Qualcomm's anti-competitive business practices get support from the Trump administration
Back in May, Judge Lucy Koh (of Apple v. Samsung fame) made a ruling that still might change the way Qualcomm sells its chips to phone manufacturers. The judge ruled in favor of the Federal Trade Commission and against the chipmaker after a 10-day non-jury trial was held at the beginning of the year. The FTC argued that Qualcomm's "no license, no chips" policy is anti-competitive.
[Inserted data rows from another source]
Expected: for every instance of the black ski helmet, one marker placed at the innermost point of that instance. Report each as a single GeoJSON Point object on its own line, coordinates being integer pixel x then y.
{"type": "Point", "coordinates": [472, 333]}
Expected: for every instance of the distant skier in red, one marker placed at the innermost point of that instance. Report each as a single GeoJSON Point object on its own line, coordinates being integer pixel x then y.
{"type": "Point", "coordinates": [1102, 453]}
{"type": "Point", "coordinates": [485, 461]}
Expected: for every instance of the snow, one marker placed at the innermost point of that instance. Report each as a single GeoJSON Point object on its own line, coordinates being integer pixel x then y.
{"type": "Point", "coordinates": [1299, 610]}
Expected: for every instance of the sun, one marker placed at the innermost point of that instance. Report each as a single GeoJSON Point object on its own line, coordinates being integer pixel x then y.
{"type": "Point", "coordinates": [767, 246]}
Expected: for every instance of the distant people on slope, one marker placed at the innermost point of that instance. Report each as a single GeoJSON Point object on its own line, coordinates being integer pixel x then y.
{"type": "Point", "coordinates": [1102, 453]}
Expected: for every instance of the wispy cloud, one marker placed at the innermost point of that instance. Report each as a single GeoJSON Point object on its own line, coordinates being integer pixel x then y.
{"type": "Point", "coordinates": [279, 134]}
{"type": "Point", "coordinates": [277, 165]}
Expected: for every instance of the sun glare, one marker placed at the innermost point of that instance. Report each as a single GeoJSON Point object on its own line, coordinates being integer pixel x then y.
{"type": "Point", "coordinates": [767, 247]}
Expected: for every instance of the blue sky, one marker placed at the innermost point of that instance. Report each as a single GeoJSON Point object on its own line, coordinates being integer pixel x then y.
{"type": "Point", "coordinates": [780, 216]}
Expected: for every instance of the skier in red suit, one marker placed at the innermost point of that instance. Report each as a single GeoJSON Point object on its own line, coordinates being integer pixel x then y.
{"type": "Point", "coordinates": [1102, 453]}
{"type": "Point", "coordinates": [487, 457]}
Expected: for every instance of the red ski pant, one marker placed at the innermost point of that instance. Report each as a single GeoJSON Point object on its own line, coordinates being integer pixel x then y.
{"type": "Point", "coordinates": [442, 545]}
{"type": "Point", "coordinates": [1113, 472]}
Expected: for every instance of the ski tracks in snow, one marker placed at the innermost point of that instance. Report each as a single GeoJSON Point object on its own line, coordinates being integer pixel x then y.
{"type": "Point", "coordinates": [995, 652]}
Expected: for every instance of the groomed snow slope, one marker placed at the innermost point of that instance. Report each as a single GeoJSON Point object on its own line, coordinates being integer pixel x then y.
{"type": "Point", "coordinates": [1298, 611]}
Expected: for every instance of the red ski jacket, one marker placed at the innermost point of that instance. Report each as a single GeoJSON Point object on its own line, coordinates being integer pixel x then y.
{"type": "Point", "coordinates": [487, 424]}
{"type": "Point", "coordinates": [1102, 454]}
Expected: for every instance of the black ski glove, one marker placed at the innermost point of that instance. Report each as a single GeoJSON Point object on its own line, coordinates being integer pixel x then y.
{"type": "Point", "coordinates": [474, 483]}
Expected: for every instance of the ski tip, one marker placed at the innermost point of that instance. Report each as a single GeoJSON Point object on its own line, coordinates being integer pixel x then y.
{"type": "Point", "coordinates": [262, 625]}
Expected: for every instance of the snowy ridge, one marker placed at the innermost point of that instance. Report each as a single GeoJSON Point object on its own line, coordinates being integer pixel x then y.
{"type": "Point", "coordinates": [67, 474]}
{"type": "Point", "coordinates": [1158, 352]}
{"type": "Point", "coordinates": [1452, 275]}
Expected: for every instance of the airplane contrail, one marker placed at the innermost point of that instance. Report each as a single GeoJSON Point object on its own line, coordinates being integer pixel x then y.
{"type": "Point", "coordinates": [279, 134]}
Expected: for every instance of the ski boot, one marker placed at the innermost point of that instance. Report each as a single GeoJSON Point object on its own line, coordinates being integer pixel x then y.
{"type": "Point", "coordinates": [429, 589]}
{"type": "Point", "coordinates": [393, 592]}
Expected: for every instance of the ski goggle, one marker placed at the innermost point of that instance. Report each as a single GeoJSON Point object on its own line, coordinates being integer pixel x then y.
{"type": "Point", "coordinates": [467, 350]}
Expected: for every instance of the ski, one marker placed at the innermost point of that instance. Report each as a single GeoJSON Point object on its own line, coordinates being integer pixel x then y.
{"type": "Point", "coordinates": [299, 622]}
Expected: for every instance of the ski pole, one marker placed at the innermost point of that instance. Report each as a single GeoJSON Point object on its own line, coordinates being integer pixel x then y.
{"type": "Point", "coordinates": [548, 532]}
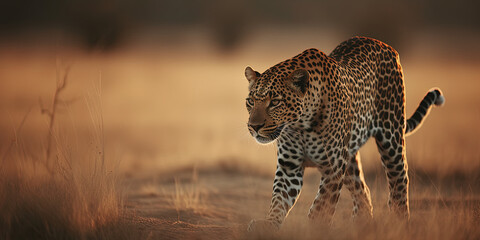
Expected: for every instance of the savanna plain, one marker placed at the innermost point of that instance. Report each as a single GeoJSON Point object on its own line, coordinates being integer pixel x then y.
{"type": "Point", "coordinates": [150, 142]}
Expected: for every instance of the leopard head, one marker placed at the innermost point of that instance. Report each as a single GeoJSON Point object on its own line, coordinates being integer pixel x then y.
{"type": "Point", "coordinates": [275, 100]}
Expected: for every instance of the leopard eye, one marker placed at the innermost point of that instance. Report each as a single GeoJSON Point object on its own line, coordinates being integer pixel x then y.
{"type": "Point", "coordinates": [250, 102]}
{"type": "Point", "coordinates": [275, 102]}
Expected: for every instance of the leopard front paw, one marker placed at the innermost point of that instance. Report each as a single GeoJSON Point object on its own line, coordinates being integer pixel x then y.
{"type": "Point", "coordinates": [263, 225]}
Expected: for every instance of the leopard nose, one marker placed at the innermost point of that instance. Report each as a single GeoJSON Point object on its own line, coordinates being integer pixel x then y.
{"type": "Point", "coordinates": [257, 127]}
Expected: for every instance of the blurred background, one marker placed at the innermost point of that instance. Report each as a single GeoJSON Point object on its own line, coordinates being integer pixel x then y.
{"type": "Point", "coordinates": [171, 73]}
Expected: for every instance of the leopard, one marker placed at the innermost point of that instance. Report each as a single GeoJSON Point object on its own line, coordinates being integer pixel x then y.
{"type": "Point", "coordinates": [319, 110]}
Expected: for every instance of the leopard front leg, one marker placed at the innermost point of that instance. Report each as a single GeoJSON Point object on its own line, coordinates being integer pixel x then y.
{"type": "Point", "coordinates": [329, 190]}
{"type": "Point", "coordinates": [286, 188]}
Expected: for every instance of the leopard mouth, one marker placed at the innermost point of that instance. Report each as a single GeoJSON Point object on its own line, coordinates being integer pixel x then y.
{"type": "Point", "coordinates": [271, 136]}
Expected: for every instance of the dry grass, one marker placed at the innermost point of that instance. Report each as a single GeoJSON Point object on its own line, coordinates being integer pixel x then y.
{"type": "Point", "coordinates": [68, 193]}
{"type": "Point", "coordinates": [171, 108]}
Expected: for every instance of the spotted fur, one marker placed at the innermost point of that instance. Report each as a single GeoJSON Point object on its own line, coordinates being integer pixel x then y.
{"type": "Point", "coordinates": [321, 109]}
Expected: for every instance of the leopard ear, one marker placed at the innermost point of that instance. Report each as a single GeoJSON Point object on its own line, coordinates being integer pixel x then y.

Other Qualcomm policies attacked in court included the way royalty payments are calculated based on the entire price of a phone instead of the chip being used. And Qualcomm was also cited for not licensing its standards-essential patents (SEP). These are patents that must be licensed by rivals to guarantee that their products meet technical standards; as a result, they are supposed to be licensed on a fair, reasonable and non-discriminatory fashion (FRAND). In its defense, Qualcomm says that the argument of royalties is an issue of contracts law that should not be heard in a forum designed for antitrust cases. And it also says that there is nothing wrong with getting compensated for the money it spends on R&D.

The FTC is opposed by Qualcomm, the DOJ, the Defense Department, and the Energy Department


In her decision, Koh said that Qualcomm needs to renegotiate its current contracts with phone manufacturers. In her written decision, Judge Koh said, "Qualcomm’s licensing practices have strangled competition in the CDMA and the premium LTE modem chip markets for years, and harmed rivals, OEMs, and end consumers in the process." As you might expect, Qualcomm has appealed the decision and even managed to get the Ninth U.S. Circuit Court of Appeals to issue a stay. This prevents Qualcomm from having to follow Koh's orders until all of its legal options have been exhausted. The firm did have a compelling reason to request a stay; it would be a waste of time and energy to renegotiate all of its contracts only to win on appeal and reverse all of the changes made.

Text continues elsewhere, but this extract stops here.